We recently observed a hung_task issue on our 5.13-rc* test runs
(without any lockdep warnings!). The code is based on Linux 5.13-rc6 +
a patch to fix unbalanced unlock in qgroup_account_snapshot() [1] +
some debug printings. I found the cause of the issue, but I'm not sure
how we can fix it.

[1] https://lore.kernel.org/linux-btrfs/20210621012114.1884779-1-naohiro.aota@wdc.com/T/#u

* Summary:

In btrfs_chunk_alloc(), we set space_info->chunk_alloc = 1 before a
chunk allocation and turn it to 0 after the allocation. We block other
chunk allocations while space_info->chunk_alloc == 1. So, the code
should be forward-progress while space_info->chunk_alloc == 1.

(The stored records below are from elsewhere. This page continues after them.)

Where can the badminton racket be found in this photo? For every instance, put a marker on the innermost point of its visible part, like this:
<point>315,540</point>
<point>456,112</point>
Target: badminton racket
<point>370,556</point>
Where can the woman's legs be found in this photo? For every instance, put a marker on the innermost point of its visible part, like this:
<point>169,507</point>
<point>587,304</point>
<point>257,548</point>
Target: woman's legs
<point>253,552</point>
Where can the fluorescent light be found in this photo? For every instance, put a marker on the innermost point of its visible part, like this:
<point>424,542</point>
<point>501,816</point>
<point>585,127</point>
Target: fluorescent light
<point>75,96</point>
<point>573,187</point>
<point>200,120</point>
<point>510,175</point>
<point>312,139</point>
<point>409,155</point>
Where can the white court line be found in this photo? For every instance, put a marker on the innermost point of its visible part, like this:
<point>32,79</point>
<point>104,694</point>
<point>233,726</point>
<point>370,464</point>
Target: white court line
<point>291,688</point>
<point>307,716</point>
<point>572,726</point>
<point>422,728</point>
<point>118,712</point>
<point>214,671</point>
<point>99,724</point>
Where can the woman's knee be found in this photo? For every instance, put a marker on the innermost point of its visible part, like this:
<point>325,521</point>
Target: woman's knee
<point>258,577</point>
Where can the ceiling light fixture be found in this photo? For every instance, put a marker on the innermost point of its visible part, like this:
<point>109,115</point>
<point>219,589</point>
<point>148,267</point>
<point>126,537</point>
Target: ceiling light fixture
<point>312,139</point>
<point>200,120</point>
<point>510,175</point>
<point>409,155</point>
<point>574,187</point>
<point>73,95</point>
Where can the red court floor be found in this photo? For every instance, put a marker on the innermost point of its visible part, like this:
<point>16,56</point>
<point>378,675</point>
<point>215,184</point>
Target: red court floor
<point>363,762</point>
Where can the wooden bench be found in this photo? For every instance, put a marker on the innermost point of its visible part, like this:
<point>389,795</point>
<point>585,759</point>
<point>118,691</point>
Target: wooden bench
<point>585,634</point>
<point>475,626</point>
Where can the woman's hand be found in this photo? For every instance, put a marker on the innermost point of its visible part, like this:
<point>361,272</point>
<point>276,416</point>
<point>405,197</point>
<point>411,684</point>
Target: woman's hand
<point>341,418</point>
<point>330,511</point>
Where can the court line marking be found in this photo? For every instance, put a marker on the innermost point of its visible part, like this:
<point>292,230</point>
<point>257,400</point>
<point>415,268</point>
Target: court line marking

However, commit eafa4fd0ad06 ("btrfs: fix exhaustion of the system
chunk array due to concurrent allocations") broke the assumption. It
introduced wait_event() to wait for an ongoing transaction which
allocated a new chunk to finish. That waiting leads to an invisible
circular dependency. If the thread that allocated a chunk tries to
allocate another chunk, it cannot proceed because the wait_event()'ing
thread set space_info->chunk_alloc = 1.

We might need to set space_info->chunk_alloc = 0 while wait_event()?
But then we need to recheck everything again from the start of
btrfs_chunk_alloc()?

* Full analysis:

# These messages are from check_system_chunk() after "trans->chunk_bytes_reserved += thresh;"
[  905.785876][  T722] 722 add 393216 to transaction 233
[  905.800494][ T5063] 5063 add 393216 to transaction 233

Thread 722 and 5063 reserved space for its chunk allocation metadata
on the running transaction.

[  905.806845][ T5070] BTRFS info (device nullb1): left=65536, need=393216, flags=4
[  905.811547][ T5070] BTRFS info (device nullb1): space_info 2 has 65536 free, is not full
...
# This message is from check_system_chunk() before the wait_event()
[  905.831000][ T5070] waiting for reserved 786432 trans 0 min_needed 393216

Now thread 5070 does not have enough SYSTEM space (left=65536 <
need=393216) for its chunk allocation. And, since other
transaction_handle in the same transaction (transaction_handle of
thread 722 and 5063) already reserved space for them, it now waits for
them to free their reservation with transaction commit.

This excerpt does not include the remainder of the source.